But really it looks like:

	e1->e2->e3->e4

And this is good. So the comment is misleading. You probably
meant unlink it from its old 'newer' errors.

> +	if (prev != NULL) {
> +		error_unlink_tail(prev);
> +		prev->prev = e;
> +		error_ref(prev);
> +	}
> +	return 0;
> +}
> +
>  void
>  error_create(struct error *e,
>  	     error_f destroy, error_f raise, error_f log,
> diff --git a/src/lib/core/diag.h b/src/lib/core/diag.h
> index 7e1e1a174..fc7996c25 100644
> --- a/src/lib/core/diag.h
> +++ b/src/lib/core/diag.h
> @@ -37,6 +37,7 @@
>  #include <stdbool.h>
>  #include <assert.h>
>  #include "say.h"
> +#include "small/rlist.h"

9. An artifact from the time when you wanted to use rlist?

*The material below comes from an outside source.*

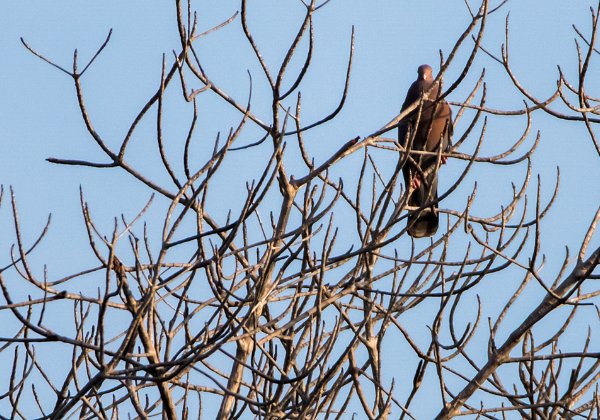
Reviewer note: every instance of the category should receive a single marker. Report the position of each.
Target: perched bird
(428, 128)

>  #if defined(__cplusplus)
>  extern "C" {
> @@ -84,6 +85,17 @@ struct error {
>  	char file[DIAG_FILENAME_MAX];
>  	/* Error description. */
>  	char errmsg[DIAG_ERRMSG_MAX];
> +	/**
> +	 * Link to the next and previous errors.
> +	 * RLIST implementation is not really suitable here
> +	 * since it is organized as circular list. In such
> +	 * a case it is impossible to start an iteration
> +	 * from any node and finish at the logical end of the
> +	 * list. Double-linked list is required to allow deletion
> +	 * from the middle of the list.
> +	 */
> +	struct error *next;
> +	struct error *prev;

10. Please, add an example here, and say explicitly, which error
is newer, which is older. This would help a lot to read the
code.

Also we can make it more straight, and rename next->older, prev->newer.
Or rename next->reason, prev->conseq/outcome. Don't know. But currently
it is really hard to read, when you want to operate on a previous error,
but use the 'next' member. Even if we swap next and prev, it is still
unclear what is 'tail', what is 'reason'. I would go for reason and
conseq/outcome.

>  };
>  
>  static inline void
> @@ -97,10 +109,60 @@ error_unref(struct error *e)
>  {
>  	assert(e->refs > 0);
>  	--e->refs;
> -	if (e->refs == 0)
> +	if (e->refs == 0) {
> +		/* Unlink error from the list completely. */
> +		if (e->prev != NULL)
> +			e->prev->next = e->next;
> +		if (e->next != NULL) {
> +			e->next->prev = e->prev;
> +			error_unref(e->next);
> +		}

11. Only 'next' link keeps a reference, right? It is worth
commenting in struct error. And why too (I guess because otherwise
two errors linking each other as prev and next would never be
deleted).

> +		e->next = NULL;
> +		e->prev = NULL;
>  		e->destroy(e);
> +	}
> +}

12. I think you know it was coming :D

	head = box.error.new({code = 0, reason = 'r'})
	tail = head
	for i = 1, 100000 do
	    local next = box.error.new({code = 0, reason = 'r'})
	    tail:set_prev(next)
	    tail = next
	end
	tail = nil
	head = nil

Stupid recursion test.

    tarantool> collectgarbage('collect')
    Process 58860 stopped
    * thread #1, queue = 'com.apple.main-thread', stop reason = EXC_BAD_ACCESS (code=2, address=0x106101ff8)
        frame #0: 0x00000001001772e3 tarantool`error_unref(e=0x0000000106ee6d78) at diag.h:118:4
       115              e->prev->next = e->next;
       116          if (e->next != NULL) {
       117              e->next->prev = e->prev;
    -> 118              error_unref(e->next);
       119          }
       120          e->next = NULL;
       121          e->prev = NULL;
    Target 0: (tarantool) stopped.

We need to either limit error stack size, or remove the recursion.
Recursion removal should be simple. First you iterate through the
list and check which errors are going to be deleted (have ref
count 1). When you see a ref count 2 first time, you stop. Now
you start their deletion from tail. So first you delete the error,
which has prev error with ref count 2. It won't start a recursion,
because prev error is not deleted. Then you delete next error. It
won't start recursion, because its prev error is already null. And
so on.

Example:

    errors: e1 -> e2 -> e3 -> e4 -> e5 ->
    refs:   1     1     1     1     2     ...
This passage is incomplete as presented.